Air-refueling was always satisfying. Every time was different and yet each instance required absolute precision to bring it off. In peacetime, in normal airspace, air-to-air refueling was tedious and very rigid. But combat refueling was more straightforward. Each track usually had a cell of three KC-10 or KC-135 tankers flying in trail of each other. They were about three miles apart and stacked at different altitudes, so we creatively named them the High, Medium, and Low tankers. The Low tanker was usually leading the cell. This was done for several reasons. The other tankers, which had no air-to-air radars, could fly off him visually during the day or night if the weather was clear. If it wasn’t, then they were de-conflicted by altitude and wouldn’t hit each other. Lastly, with the Low tanker in the lead, his jet wash, which could be considerable, didn’t affect the aircraft behind him. Flying through invisible turbulence while you’re impaled on a boom twenty feet from a jet filled with jet fuel isn’t much fun.

You had to find the tanker on your air-to-air radar and talk to him. You had to run a three-dimensional intercept to wherever he was, watching out for the remaining tankers and dozens of other fighters. It doesn’t matter how many times you’ve done it; slowly sliding up behind the big plane and watching the boom come down was always a thrill. Unless it was nighttime, or the weather was bad, and you were running out of gas—then it was a sweaty nightmare, like a monkey fucking a skunk.

But not this morning. This was a bright, clear day over an exotic corner of the world that seemed even more beautiful because I’d survived my first combat mission. After getting our gas, we slid back and pulled away low to the southwest. Our home base was about 200 miles away on the Gulf of Iskenderun.

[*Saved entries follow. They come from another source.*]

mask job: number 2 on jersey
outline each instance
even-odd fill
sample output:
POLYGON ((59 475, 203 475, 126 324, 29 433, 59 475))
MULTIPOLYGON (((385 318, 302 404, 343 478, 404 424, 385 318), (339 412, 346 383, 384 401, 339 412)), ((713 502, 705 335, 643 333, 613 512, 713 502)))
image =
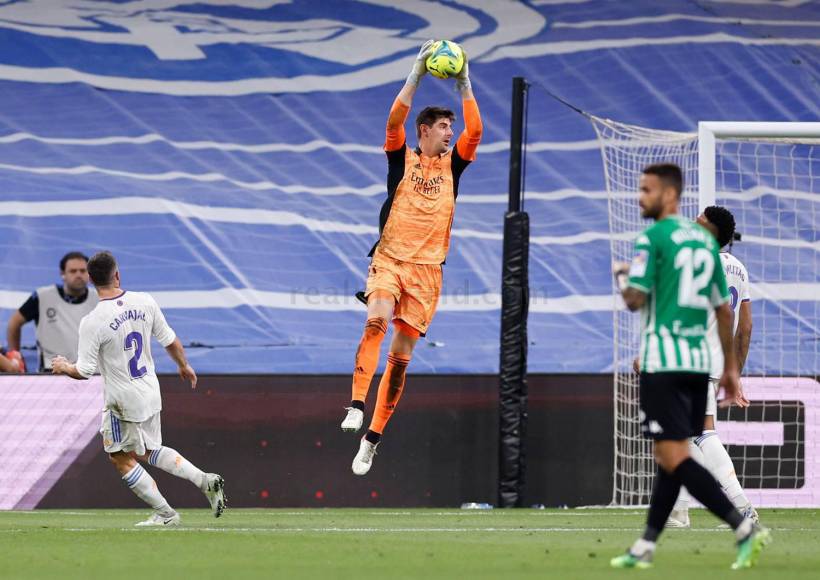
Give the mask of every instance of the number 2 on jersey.
POLYGON ((732 310, 734 310, 737 306, 737 299, 739 296, 740 293, 737 291, 737 288, 734 286, 729 286, 729 297, 732 299, 732 310))
POLYGON ((138 379, 148 372, 146 367, 139 366, 140 357, 142 356, 142 334, 139 332, 132 332, 125 337, 125 350, 134 349, 134 356, 128 361, 128 372, 131 373, 132 379, 138 379))
POLYGON ((715 262, 712 252, 704 248, 681 248, 675 254, 675 269, 680 270, 678 284, 678 306, 709 309, 709 299, 701 294, 712 279, 715 262), (695 276, 695 270, 703 268, 695 276))

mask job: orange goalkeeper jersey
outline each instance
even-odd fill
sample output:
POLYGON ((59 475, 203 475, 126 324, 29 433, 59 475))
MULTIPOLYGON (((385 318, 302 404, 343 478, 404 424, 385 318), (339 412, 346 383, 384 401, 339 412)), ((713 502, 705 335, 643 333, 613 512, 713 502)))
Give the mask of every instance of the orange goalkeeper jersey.
POLYGON ((409 107, 396 99, 387 124, 387 200, 382 206, 380 238, 371 250, 413 264, 442 264, 450 248, 450 229, 458 182, 475 159, 481 117, 475 100, 464 103, 465 129, 456 146, 436 157, 407 147, 404 121, 409 107))

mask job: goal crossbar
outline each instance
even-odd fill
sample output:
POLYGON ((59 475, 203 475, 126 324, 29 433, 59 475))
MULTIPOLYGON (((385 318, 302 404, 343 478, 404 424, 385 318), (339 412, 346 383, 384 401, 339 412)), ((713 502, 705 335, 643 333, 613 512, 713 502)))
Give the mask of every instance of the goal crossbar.
POLYGON ((698 123, 698 205, 715 204, 717 139, 799 139, 820 143, 820 123, 701 121, 698 123))

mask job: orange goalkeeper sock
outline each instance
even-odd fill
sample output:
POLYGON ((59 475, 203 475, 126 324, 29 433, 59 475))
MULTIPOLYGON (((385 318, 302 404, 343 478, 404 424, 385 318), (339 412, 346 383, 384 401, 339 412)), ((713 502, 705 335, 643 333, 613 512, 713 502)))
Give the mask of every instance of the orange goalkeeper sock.
POLYGON ((356 351, 356 367, 353 371, 353 395, 351 406, 364 411, 364 402, 370 382, 379 365, 379 351, 382 347, 384 335, 387 333, 387 321, 384 318, 368 318, 364 325, 364 333, 359 341, 359 350, 356 351))
POLYGON ((387 368, 384 369, 384 375, 382 375, 382 380, 379 383, 379 396, 376 399, 376 410, 373 412, 368 435, 371 433, 378 435, 384 433, 384 428, 396 409, 404 390, 404 379, 408 364, 410 364, 409 354, 391 352, 387 355, 387 368))

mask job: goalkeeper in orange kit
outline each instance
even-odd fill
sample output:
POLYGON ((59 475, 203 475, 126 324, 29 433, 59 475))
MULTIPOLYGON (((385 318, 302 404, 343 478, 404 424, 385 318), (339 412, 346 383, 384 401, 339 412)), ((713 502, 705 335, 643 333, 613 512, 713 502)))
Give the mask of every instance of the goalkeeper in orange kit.
POLYGON ((387 200, 381 210, 380 237, 370 252, 367 289, 360 295, 367 303, 367 321, 356 352, 353 394, 342 421, 343 431, 361 429, 367 392, 391 320, 394 334, 370 428, 353 459, 356 475, 366 474, 373 464, 376 446, 404 389, 413 348, 435 314, 459 179, 475 159, 481 141, 481 116, 465 55, 464 66, 456 77, 465 127, 455 147, 450 149, 455 115, 441 107, 427 107, 419 113, 415 123, 418 147, 407 146, 404 123, 413 95, 427 72, 425 61, 432 45, 431 40, 421 47, 387 119, 387 200))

A half-hour later, we were overhead Incirlik Air Base. Normally, there were well-established procedures for getting into and out of an air base, like overhead patterns and instrument approaches for bad weather. There were also “minimum risk” procedures, designed to get as many jets as possible off the ground or down to land without exposing them to ground fire. In retrospect, it was fairly silly to worry about shoulder-launched SAMs and small-arms fire. This being the first day of the war, no one knew what to expect and, until sanity prevailed, we could do whatever we wanted. Besides, it was fun to fly up the runway at 500 knots or do the “Stack.”

The Stack was basically a long glide in idle power down from 20,000 feet to the overhead landing pattern. You could see everything below, and it kept your engine cool to thwart an infrared threat. Besides, as I said, it was fun. Orca and I were almost the last aircraft at the top of the stack. The two F-15s that had followed us out of Iraq were somewhere behind us, and two KC-135 tankers were orbiting at 25,000 feet until all the fighters landed.

“TORCH One… High Stack.”

He made the call and went into a sharp, descending turn. I was supposed to wait until he called “mid-stack,” and then I’d start down. Dropping the mask again, I loosened my seat straps, wiped my face, and actually relaxed a bit. And why not? What else could happen?

Under normal circumstances, that’s a risky thought to have. Under these circumstances, it was downright cocky. And stupid.